As if by wordless cue, the men had circled him, drawing closer. “You are his priest.”, said Oldest. “You are the one who must dwell.”, said Not-So-Old. “You are the one who must sacrifice.”, said Youngest.
Confused, he’d looked wildly about him, at the men who circled, the trees that moved, and the darkness that held only hoof steps. He was losing his footing, disoriented by the charged atmosphere, “WHOSE PRIEST?!”, he’d cried out.
And then a chant had risen up, the steps were getting closer, and the man was unsure he wanted to catch them anymore. Breaking from his brothers, Oldest approached with his hand outstretched and palm open, his voice full of reverence as he spoke.
At the touch of hand to head, he’d fallen back, the men and trees fading as he lost consciousness, and his mind filling with images of a horned being with goat hooves.

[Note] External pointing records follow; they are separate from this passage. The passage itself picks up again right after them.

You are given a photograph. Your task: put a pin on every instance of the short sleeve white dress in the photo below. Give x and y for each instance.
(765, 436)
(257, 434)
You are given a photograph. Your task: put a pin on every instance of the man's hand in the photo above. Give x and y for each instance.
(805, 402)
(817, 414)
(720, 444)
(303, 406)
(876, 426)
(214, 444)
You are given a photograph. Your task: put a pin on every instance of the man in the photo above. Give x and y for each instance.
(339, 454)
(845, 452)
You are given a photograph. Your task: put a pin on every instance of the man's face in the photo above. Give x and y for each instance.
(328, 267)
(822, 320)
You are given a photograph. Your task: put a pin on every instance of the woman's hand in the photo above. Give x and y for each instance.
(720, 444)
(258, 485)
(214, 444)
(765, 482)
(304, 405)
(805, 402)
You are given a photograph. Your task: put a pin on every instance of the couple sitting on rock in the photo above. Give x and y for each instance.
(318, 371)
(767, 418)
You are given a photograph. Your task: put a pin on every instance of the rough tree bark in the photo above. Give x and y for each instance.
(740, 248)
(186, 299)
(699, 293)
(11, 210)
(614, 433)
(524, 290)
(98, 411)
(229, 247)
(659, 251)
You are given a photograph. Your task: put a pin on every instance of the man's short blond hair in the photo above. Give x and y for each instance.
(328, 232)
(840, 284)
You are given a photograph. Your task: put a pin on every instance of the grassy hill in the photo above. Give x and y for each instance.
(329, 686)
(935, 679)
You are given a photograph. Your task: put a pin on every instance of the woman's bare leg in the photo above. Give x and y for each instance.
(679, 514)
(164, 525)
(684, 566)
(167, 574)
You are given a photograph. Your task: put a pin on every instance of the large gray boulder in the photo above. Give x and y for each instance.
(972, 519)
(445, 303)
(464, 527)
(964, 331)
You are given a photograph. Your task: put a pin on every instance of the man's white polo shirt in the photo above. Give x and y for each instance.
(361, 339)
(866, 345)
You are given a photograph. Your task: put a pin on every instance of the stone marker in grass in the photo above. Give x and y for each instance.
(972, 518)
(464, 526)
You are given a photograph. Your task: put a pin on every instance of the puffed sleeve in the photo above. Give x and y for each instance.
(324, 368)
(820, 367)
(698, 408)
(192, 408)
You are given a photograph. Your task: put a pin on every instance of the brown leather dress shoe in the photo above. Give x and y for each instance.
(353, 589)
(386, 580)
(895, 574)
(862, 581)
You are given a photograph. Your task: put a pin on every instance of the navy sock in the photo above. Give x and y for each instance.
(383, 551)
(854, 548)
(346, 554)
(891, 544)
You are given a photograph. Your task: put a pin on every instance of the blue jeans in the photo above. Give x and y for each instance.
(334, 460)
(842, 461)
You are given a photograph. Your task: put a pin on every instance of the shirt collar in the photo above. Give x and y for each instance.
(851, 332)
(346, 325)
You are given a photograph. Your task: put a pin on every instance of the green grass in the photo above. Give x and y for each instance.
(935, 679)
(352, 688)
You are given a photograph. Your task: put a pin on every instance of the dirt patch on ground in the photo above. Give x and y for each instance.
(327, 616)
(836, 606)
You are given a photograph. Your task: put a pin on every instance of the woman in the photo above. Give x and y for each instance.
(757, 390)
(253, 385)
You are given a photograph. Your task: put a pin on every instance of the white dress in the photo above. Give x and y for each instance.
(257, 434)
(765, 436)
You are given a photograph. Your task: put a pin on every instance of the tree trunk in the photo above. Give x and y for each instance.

Now he knew who ‘he’ was, he’d finally caught the steps.
From that point onwards, he’d joined them at their rites, the blood of small animals staining his hands as much as theirs. He was their unholy ascetic, their wise madman, the possessed one that ran through the trees that move. He thought no more of his family, nor of the job he’d had, or the friends he used to meet in the pub. His world was now the trees and always the steps.
He’d never minded killing the animals, nor spreading their blood upon his and the faces of his congregation. He killed to eat anyway, but this, this was different.
This was someone’s family, a loved one.
But still, the horned one wouldn’t let him rest and so he’d acquiesced. He’d made the first trip home in months for a shovel and lantern, then headed to the town cemetery to do as commanded.
He’d been digging for hours when they found him, the cemetery becoming unusually light as his shovel hit coffin and the ghastly scene was illuminated by the headlights of police cars and flashlights. Phyllis Bagshaw would continue to rest in peace, while he would know no such thing as the voice screamed at him, telling him to kill, to take their bodies instead and finish the rite. But they were too many, and he was dragged off in cuffs, his final strand of sanity breaking and the three observers in the distance going completely unnoticed in his fugue state.
“What now?”, says Youngest. “Another must be found.”, says Not-So-Old, a pensive note in his voice.
Oldest simply smiles, “It’s ok, he has a son.”